Much of this loss was due to the end of temporary jobs provided to do with the ten-year population census that is now over. But even so, federal and government full-time jobs fell by nearly 50,000, the first time employment in the public sector has fallen for some time. The spending cuts in public services like schools, transport and cleaning, taking place across the nation as state government try to balance their books, is beginning to bite.
The private sector has not stepped up to the plate to replace lost jobs in the public sector. Private sector jobs employment rose 71,000, much less than expected and much less than necessary to begin to reduce the unemployment rate of 9.5%. To do that, over 200,000 new jobs must be created every month.

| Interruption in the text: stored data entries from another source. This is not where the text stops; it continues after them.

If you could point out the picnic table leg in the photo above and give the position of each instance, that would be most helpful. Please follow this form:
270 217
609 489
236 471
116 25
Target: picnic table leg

About 14.6 million Americans remain unemployed. And of these, 45.5% , or 6.8 million, have been out of work for 27 weeks or more. The ranks of these long-term unemployed remain at a post-Depression record. There are now 7.9 million more Americans out of work than when the recession began in December 2007. And roughly 15 million more are underemployed or have dropped out of the labor force — and thus the statistical calculations.
What’s worse is how slow the recovery in jobs has been after the Great Recession. Ten months after the end of the 1981 recession, 87% of the 2.8 million jobs lost in that slump had been replaced. So far in this recovery, ten months on, only 4.8% of the 8 million jobs lost have been replaced.
The recovery in corporate profits is by no means so weak. As earnings results have flooded in over the past few weeks, the average annual rise in profits has been 35% and big businesses have recovered almost 90% of what they lost during the recession. It is the reserve army of labour, as Marx called the unemployed, who are paying for this profit boost as capitalist firms cut back on the costs of production (labour and machinery) in order to raise the rate of profit, in the classic (Marxist) way out of a capitalist slump.
American corporations are beginning to increase fixed investment a little in order to raise production, but there is still a huge level of over-capacity in most industries. The utilisation of available machinery and labour in US industry remains near 50-year lows.
This will discourage corporations to take on more staff or increase investment. That means a slow recovery from the Great Recession.
Contrary to the consensus view up to now, there will be no V-shaped economic recovery. On the contrary, the consensus is switching to the opposite view that there could be a ‘double-dip’ i.e. a new slump. I stick to my view that US capitalism is likely to have a ‘square-root’ recovery. There has been a bounce back from the depths of the Great Recession, driven by government spending, cheap or zero-cost finance for the biggest companies, but above all by huge cuts in corporate costs by laying off labour and closing down capacity (liquidating bust firms or taking them over).
Corporate profitability has been driven up and so has the mass of profits. But the heavy weight of ‘excess capital’ still in the economy will keep investment growth and the creation of new jobs weak. So US economic growth will be well below average and flatlining. US capitalism will need another slump down the road to clear away this ‘excess capacity’.